The amount of underscored apis is reduced.
All implementations for a given method can be located in the same file (the slight cost is that visited types must sometimes expose some private stuff).
So what's the problem with the visitor pattern?
The visitor pattern does not deal very well with type hierarchies. The GRDB SQLite wrapper does not only deal with SQL expressions, but also with selections, ordering terms, and various other members of the SQLite grammar. It happens that in order to deal with selections (such as the "*"
in "SELECT * ..."
), one must also deal with all expressions ("SELECT name, score + 1 ..."

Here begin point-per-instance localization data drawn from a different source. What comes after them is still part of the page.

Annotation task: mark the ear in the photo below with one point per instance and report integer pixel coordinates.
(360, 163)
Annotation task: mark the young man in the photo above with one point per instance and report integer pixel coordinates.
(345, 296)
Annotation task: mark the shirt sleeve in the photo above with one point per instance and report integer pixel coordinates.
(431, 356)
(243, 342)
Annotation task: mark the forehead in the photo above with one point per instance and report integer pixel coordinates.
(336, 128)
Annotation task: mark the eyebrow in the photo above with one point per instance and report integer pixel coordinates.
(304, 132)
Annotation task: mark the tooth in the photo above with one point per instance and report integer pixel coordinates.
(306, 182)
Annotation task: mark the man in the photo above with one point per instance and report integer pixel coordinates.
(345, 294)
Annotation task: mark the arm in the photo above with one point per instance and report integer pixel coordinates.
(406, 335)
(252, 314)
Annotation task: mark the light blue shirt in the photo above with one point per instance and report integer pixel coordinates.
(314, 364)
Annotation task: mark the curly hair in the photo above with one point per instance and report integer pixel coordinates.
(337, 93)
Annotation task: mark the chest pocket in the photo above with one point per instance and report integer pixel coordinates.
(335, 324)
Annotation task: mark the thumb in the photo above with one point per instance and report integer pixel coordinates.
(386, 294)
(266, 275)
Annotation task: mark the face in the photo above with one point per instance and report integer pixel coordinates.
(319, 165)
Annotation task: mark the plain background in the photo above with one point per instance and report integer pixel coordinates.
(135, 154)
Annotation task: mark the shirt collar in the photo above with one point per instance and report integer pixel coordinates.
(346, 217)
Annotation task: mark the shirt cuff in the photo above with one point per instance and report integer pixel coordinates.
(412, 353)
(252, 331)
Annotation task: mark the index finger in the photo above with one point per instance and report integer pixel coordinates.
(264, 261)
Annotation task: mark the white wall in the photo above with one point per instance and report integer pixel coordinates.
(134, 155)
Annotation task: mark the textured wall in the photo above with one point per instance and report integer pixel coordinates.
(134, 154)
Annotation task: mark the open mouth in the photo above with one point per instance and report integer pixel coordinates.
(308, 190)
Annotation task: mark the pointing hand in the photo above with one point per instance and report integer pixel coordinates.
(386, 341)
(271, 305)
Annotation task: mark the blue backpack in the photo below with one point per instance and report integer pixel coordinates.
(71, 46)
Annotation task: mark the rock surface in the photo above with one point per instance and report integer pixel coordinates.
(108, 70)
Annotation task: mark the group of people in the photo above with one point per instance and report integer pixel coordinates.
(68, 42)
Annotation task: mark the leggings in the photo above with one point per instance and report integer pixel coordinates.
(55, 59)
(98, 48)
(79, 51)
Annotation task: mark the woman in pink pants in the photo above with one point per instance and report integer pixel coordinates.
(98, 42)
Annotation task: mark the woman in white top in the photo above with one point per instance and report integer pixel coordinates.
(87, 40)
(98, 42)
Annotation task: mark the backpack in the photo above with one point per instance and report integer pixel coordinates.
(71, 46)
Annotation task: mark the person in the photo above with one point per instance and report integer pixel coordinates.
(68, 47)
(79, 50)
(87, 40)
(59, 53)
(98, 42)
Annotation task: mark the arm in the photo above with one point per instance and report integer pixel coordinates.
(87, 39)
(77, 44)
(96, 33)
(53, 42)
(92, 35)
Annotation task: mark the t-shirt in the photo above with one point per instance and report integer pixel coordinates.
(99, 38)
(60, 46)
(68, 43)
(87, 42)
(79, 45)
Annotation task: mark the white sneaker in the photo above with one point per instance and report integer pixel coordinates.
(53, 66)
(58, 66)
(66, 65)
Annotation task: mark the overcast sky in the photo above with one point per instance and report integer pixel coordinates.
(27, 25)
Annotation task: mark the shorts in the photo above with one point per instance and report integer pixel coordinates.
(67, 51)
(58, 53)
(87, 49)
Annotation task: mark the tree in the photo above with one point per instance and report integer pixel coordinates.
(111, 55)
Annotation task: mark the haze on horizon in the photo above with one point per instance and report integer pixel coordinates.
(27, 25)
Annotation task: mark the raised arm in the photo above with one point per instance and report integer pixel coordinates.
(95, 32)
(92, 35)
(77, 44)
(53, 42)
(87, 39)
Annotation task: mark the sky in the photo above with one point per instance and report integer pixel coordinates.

). This creates a hiearchy in the visitor protocols:
public protocol _SQLSelectionVisitor: _SQLExpressionVisitor {
// All selection-specific visiting methods (plus inherited ones for expressions)
mutating func visitAllColumns()
...
}
Practically speaking, selection visitors have the same implementation for most expression-visiting methods, with a few exceptions. Repeating the same code again and again smells, so you try to define a convenience default implementation for all expressions:
public protocol _SQLSelectionVisitor: _SQLExpressionVisitor {
mutating func visitAllColumns()
...
// Convenience for all expressions
mutating func visit(expression: _SQLExpression)
}
// Default implementations
extension _SQLSelectionVisitor {
mutating func visit(column: Column) { visit(expression: column) }
mutating func visit(value: ...) { visit(expression: value) }
...
}
private struct SomeSelectionVisitor: _SQLSelectionVisitor {
// Thanks to the convenience, all expressions are visited here.
mutating func visit(expression: _SQLExpression) { ... }
}
But if one or two expression types require a special processing, the compiler will not tell you, because the catch-all convenience method fulfills the compiler needs. It is thus very easy to forget. Of course, one can rely on tests, but the compiler is just faster to tell that something's wrong than runtime tests: nothing beats static checks.
So in the end I stopped adding the convenience catch-all method, and ended up with awfully long lists of identical or nearly identical methods.
Again, this problem does not happen with the technique of the private enum described at the beginning.
As a conclusion: enums made me happy, perhaps they will do the same to you.